In this case, I’ve set it up so that the pre-tax wage is $22.50, the after-tax wage is $18, and the amount of the tax is $4.50 or 20% of $22.50. In order for both the employer and the worker to accept those prices, the amount of hours worked has been reduced to 35.

As a result of the tax, the wage that we’ve been calling “pre-tax” is actually higher than the wage that the worker would have received if the tax had not existed. This is a general phenomenon; it’s almost always true that your “pre-tax” wage or salary overestimates what you would have actually gotten if the tax had not existed. In one extreme case, it might actually be the same; in another extreme case, your after-tax wage is what you would have received and the “pre-tax” wage rises high enough to account for the entirety of the tax revenue. It’s not really “pre-tax” at all; it’s the after-tax demand price.
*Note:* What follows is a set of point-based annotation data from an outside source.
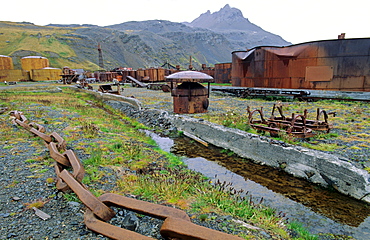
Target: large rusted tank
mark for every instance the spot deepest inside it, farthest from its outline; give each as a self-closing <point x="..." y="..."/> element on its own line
<point x="46" y="74"/>
<point x="339" y="65"/>
<point x="190" y="96"/>
<point x="14" y="75"/>
<point x="6" y="63"/>
<point x="223" y="73"/>
<point x="34" y="62"/>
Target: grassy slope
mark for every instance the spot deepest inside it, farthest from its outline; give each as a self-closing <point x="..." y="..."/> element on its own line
<point x="15" y="37"/>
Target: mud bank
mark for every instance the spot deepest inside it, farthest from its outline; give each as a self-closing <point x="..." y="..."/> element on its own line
<point x="321" y="168"/>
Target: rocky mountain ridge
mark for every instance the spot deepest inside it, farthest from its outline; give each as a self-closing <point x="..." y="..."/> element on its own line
<point x="209" y="39"/>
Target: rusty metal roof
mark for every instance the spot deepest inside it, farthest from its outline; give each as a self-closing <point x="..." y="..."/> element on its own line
<point x="190" y="76"/>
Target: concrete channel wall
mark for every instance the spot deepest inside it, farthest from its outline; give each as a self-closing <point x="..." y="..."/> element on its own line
<point x="325" y="169"/>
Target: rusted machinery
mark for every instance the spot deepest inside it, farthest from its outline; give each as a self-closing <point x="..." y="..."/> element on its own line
<point x="108" y="89"/>
<point x="190" y="96"/>
<point x="297" y="125"/>
<point x="176" y="223"/>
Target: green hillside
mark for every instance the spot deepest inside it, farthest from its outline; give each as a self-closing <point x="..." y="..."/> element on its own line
<point x="24" y="39"/>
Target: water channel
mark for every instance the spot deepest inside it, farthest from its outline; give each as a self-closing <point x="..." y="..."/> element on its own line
<point x="320" y="210"/>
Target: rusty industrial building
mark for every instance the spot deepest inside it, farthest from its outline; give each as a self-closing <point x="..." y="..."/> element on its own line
<point x="337" y="65"/>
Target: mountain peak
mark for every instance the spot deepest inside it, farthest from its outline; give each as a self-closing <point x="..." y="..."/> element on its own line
<point x="226" y="19"/>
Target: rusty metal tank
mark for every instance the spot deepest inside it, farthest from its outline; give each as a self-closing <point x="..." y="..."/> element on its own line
<point x="46" y="74"/>
<point x="6" y="63"/>
<point x="190" y="96"/>
<point x="34" y="62"/>
<point x="223" y="73"/>
<point x="338" y="65"/>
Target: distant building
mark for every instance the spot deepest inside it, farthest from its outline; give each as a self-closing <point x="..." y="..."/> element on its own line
<point x="341" y="64"/>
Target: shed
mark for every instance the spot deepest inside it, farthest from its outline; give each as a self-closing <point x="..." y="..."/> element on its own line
<point x="190" y="96"/>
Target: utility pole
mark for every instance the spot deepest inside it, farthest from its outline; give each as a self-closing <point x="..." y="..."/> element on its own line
<point x="101" y="64"/>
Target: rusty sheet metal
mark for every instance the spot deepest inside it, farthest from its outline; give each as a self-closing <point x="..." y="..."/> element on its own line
<point x="223" y="73"/>
<point x="336" y="65"/>
<point x="189" y="76"/>
<point x="190" y="97"/>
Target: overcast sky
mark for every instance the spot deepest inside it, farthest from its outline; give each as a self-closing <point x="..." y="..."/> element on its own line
<point x="296" y="21"/>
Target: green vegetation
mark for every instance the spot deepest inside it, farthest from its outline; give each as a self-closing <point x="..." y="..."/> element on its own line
<point x="350" y="119"/>
<point x="50" y="42"/>
<point x="116" y="146"/>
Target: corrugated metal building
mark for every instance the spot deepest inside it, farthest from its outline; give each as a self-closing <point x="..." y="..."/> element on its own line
<point x="34" y="62"/>
<point x="341" y="64"/>
<point x="11" y="75"/>
<point x="46" y="74"/>
<point x="6" y="63"/>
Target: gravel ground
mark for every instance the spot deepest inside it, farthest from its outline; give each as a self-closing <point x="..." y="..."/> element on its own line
<point x="25" y="169"/>
<point x="22" y="182"/>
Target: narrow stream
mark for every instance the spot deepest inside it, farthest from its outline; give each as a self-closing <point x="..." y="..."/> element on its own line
<point x="320" y="210"/>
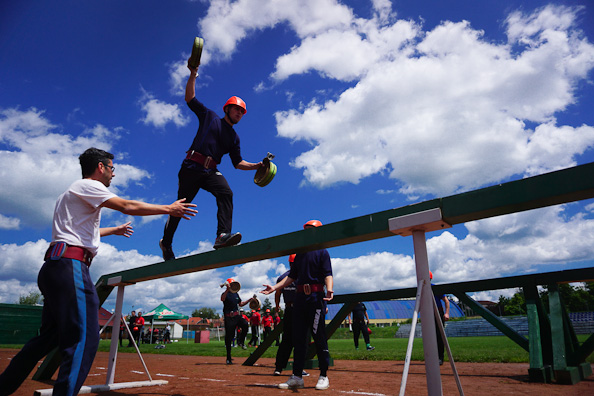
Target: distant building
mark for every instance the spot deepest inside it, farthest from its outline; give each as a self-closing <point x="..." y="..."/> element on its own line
<point x="385" y="313"/>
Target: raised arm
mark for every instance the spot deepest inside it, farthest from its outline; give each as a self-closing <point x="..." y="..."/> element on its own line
<point x="123" y="229"/>
<point x="137" y="208"/>
<point x="191" y="84"/>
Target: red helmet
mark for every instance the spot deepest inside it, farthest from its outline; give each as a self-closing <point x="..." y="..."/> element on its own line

Because of this, it’s fundamentally wrongheaded for people to complain that taxes are “taking your hard-earned money”. In all but the most exceptional cases, that “pre-tax” salary that’s being deducted from would never have existed. It’s more of an accounting construct than anything else, or like I said before a measure of labor expenditure. It is generally true that your after-tax salary is lower than the salary you would have gotten without the tax, but the difference is generally much smaller than the amount of the tax that you see deducted. In this case, the worker would see $4.50 per hour deducted from their wage, but in fact they are only down $2 per hour from where they would have been without the tax. And of course, none of this includes the benefits of the tax, which in many cases actually far exceed the costs; if we extended the example, it wouldn’t be hard to devise a scenario in which the worker who had their wage income reduced received an even larger benefit in the form of some public good such as national defense or infrastructure.